# Sams Yams???



## SammieMom (Nov 13, 2010)

Hi Everyone,
I can't find the answer here anywhere. Do any of you give the Sam's Yam's in the FRENCH FRY cut? That is what they recommended for small ones. I got the fries, because the other ones were so huge. Now that they finally arrived, I want see if any of you give them without issues. 

He wants one! :wub:


----------



## Snowbody (Jan 3, 2009)

Tyler (Mr. Picky!!:smilie_tischkante has had the regular dried sweet potato from Sam's Yams. He grabs them, hides them in his bed, jumps at them, attacks them and never eats them. :blink::blink: That's my boy. :smpullhair: I think that he'd greet the fries the same way. :HistericalSmiley: I however, love sweet potato fries, people style. :chili:


----------



## Ladysmom (Oct 19, 2004)

I buy Bailey the Bichon Fries. That's what you got, right?

Bailey LOVES them! I think they are his favorite chew. I have never had a problem with them, but I always supervise him when he has any type of chew.


----------



## SammieMom (Nov 13, 2010)

Snowbody said:


> Tyler (Mr. Picky!!:smilie_tischkante has had the regular dried sweet potato from Sam's Yams. He grabs them, hides them in his bed, jumps at them, attacks them and never eats them. :blink::blink: That's my boy. :smpullhair: I think that he'd greet the fries the same way. :HistericalSmiley: I however, love sweet potato fries, people style. :chili:


I love it when they attack stuff and hide it. That Tyler is a funny boy! :HistericalSmiley: Thanks Sue.


----------



## SammieMom (Nov 13, 2010)

Ladysmom said:


> I buy Bailey the Bichon Fries. That's what you got, right?
> 
> Bailey LOVES them! I think they are his favorite chew. I have never had a problem with them, but I always supervise him when he has any type of chew.

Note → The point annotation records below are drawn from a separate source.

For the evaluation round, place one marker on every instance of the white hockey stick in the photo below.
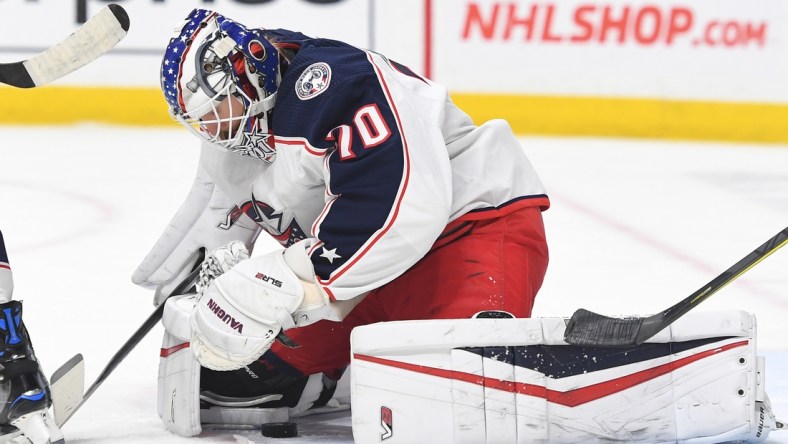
(67, 386)
(94, 38)
(68, 382)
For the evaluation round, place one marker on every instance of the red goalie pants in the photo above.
(476, 265)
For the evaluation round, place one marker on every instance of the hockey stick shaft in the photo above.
(185, 286)
(94, 38)
(591, 329)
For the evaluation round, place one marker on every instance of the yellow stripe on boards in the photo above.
(545, 115)
(62, 105)
(624, 117)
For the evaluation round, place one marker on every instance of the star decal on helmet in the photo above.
(256, 144)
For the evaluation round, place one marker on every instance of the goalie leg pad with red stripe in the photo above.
(517, 381)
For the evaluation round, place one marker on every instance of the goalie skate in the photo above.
(24, 390)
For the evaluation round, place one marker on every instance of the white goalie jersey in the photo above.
(373, 164)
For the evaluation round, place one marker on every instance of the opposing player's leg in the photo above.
(24, 390)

Yes Marj. Bichon is what it says on the pkg. I gave him one and he is eating it now. I think he likes it. I will never get it back. gotta go! 
thanks!

i'm back. he ate it like a french fry. I don't know if it's ok for him to eat it so fast.


----------



## Bonnie's Mommie (Mar 2, 2006)

Sammie said:


> Yes Marj. Bichon is what it says on the pkg. I gave him one and he is eating it now. I think he likes it. I will never get it back. gotta go!
> thanks!
> 
> i'm back. he ate it like a french fry. I don't know if it's ok for him to eat it so fast.


Bonnie loves the Bichon Fries, too! I give her one, blink, and it's gone. I only give her maybe one a week, though. She's had weight issues in the past (as have I) and neither one of us wants to be fat again, lol.:w00t:


----------



## mom2bijou (Oct 19, 2006)

B&E LOVE Sam's Yams too. I like the fries since they are smaller/thinner. If I end up with a bag of the large ones I will just take a pair of kitchen scissors and cut them into thinner slices.


----------



## jmm (Nov 23, 2004)

My guys love them...and they are great for dogs with a sensitive tummy. The fries are more of a snack than a chew for my guys.


----------



## SammieMom (Nov 13, 2010)

*Thanks for all the quick replies. I feel safe with giving them now.
I worry about what is safe for Sammie a lot since he is only 5 lbs. I don't want bowel issues. 
Thank again. *


----------